Lesson 5 - Enterprise Network Architecture Flashcards
IP
Internet Protocol
- Network (Internet) layer protocol in the TCP/IP suite providing packet addressing and routing for all higher-level protocols in the suite.
VLAN
Virtual Local Area Network
- A logical network segment comprising a broadcast domain established using a feature of managed switches to assign each port a VLAN ID. Even though hosts on two VLANs may be physically connected to the same switch, local traffic is isolated to each VLAN, so they must use a router to communicate.
EAP
Extensible Authentication Protocol
- Framework for negotiating authentication methods that enable systems to use hardware-based identifiers, such as fingerprint scanners or smart card readers, for authentication and to establish secure tunnels through which to submit credentials.
RADIUS
Remote Authentication Dial-In User Service
- AAA protocol used to manage remote and wireless authentication infrastructures.
TAP
Test Access Point
- A hardware device inserted into a cable run to copy frames for analysis.
SPAN
Switched Port Analyzer
- Copying ingress and/or egress communications from one or more switch ports to another port. This is used to monitor communications passing over the switch.
ICMP
Internet Control Message Protocol
- refers to a network protocol used for error reporting and network diagnostics, but it can also be exploited for attacks like DDoS (Distributed Denial of Service).
PAC
Proxy Auto-Configuration
- a JavaScript function that determines whether web browser requests (HTTP, HTTPS, and FTP) go directly to the destination or are forwarded to a web proxy server
IDS
Intrusion Detection System
- A security appliance or software that analyzes data from a packet sniffer to identify traffic that violates policies or rules.
IPS
Intrusion Prevention System
- A security appliance or software that combines detection capabilities with functions that can actively block attacks.
NGFW
Next-Generation Firewall
- Advances in firewall technology, from app awareness, user-based filtering, and intrusion prevention to cloud inspection.
UTM
Unified Threat Management
- All-in-one security appliances and agents that combine the functions of a firewall, malware scanner, intrusion detection, vulnerability scanner, data-loss prevention, content filtering, and so on.
WAF
Web Application Firewall
- A firewall designed specifically to protect software running on web servers and their back-end databases from code injection and DoS attacks.
VPN
Virtual Private Network
- A secure tunnel created between two endpoints connected via an unsecure transport network (typically the Internet).
PPTP
Point-to-Point Tunneling Protocol
- Developed by Cisco and Microsoft to support VPNs over PPP and TCP/IP. PPTP is highly vulnerable to password cracking attacks and considered obsolete.
TLS VPN
Transport Layer Security VPN
- Virtual private networking solution that uses digital certificates to identify and host and establish secure tunnels for network traffic.
AH
Authentication Header
- IPSec protocol that provides authentication for the origin of transmitted data as well as integrity and protection against replay attacks.
ESP
Encapsulating Security Payload
- IPSec sub-protocol that enables encryption and authentication of the header and payload of a data packet.
IKE
Internet Key Exchange
- Framework for creating a security association (SA) used with IPSec.
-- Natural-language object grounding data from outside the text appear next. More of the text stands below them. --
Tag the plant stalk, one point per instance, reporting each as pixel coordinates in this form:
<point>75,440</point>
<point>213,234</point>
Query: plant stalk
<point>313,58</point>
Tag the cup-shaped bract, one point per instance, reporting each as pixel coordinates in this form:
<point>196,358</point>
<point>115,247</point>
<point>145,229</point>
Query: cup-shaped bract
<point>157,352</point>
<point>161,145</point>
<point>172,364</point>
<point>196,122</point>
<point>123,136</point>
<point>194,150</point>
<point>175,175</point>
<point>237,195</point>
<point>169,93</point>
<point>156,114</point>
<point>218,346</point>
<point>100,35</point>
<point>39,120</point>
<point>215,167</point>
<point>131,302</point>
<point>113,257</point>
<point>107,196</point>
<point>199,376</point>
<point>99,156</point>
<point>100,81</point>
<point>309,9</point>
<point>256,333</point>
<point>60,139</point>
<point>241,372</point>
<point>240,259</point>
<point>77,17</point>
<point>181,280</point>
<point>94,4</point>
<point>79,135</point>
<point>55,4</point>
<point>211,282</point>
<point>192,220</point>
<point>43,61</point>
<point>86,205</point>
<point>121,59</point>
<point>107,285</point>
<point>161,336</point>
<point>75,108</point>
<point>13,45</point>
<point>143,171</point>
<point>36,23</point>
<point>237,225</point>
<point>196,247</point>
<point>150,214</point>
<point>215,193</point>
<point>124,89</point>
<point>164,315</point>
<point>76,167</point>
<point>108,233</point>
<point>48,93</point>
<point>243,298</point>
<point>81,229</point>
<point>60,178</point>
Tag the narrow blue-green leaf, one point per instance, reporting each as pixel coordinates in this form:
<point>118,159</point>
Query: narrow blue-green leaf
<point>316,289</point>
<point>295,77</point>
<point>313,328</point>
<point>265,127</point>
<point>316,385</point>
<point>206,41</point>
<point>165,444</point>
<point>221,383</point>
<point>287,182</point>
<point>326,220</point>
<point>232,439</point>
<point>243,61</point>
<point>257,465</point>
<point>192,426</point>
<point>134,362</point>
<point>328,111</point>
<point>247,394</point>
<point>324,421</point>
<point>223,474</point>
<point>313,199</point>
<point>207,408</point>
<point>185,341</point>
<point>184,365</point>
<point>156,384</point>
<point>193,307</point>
An SA establishes that two hosts trust one another (authenticate) and agree on secure protocols and cipher suites to use to exchange data.
PSK
Pre-Shared Key
- a super-long series of seemingly random letters and numbers generated when a device joins a network through a Wi-Fi access point (AP).
NAT
Network Address Translation
- a technique that translates private IP addresses within a network to a single public IP address, enhancing security by hiding internal devices and networks from direct external access.
RDP
Remote Desktop Protocol
- Application protocol for operating remote connections to a host using a graphical interface. The protocol sends screen data from the remote host to the client and transfers mouse and keyboard input from the client to the remote host. It uses TCP port 3389.
VNC
Virtual Network Computing
- Remote access tool and protocol. VNC is the basis of macOS screen sharing.
SSH
Secure Shell
- Application protocol supporting secure tunneling and remote terminal emulation and file copy. SSH runs over TCP port 22.
SFTP
Secure File Transfer
- a secure network protocol that uses Secure Shell (SSH) encryption to ensure secure and encrypted file transfers between a client and a server, offering a more secure alternative to the traditional File Transfer Protocol (FTP).
OOB
Out-of-Band
- Accessing the administrative interface of a network appliance using a separate network from the usual data network. This could use a separate VLAN or a different kind of link, such as a dial-up modem.
NAC
Network Access Control
- a security approach that restricts access to a private network and sensitive resources, ensuring only authorized and compliant users and devices can connect.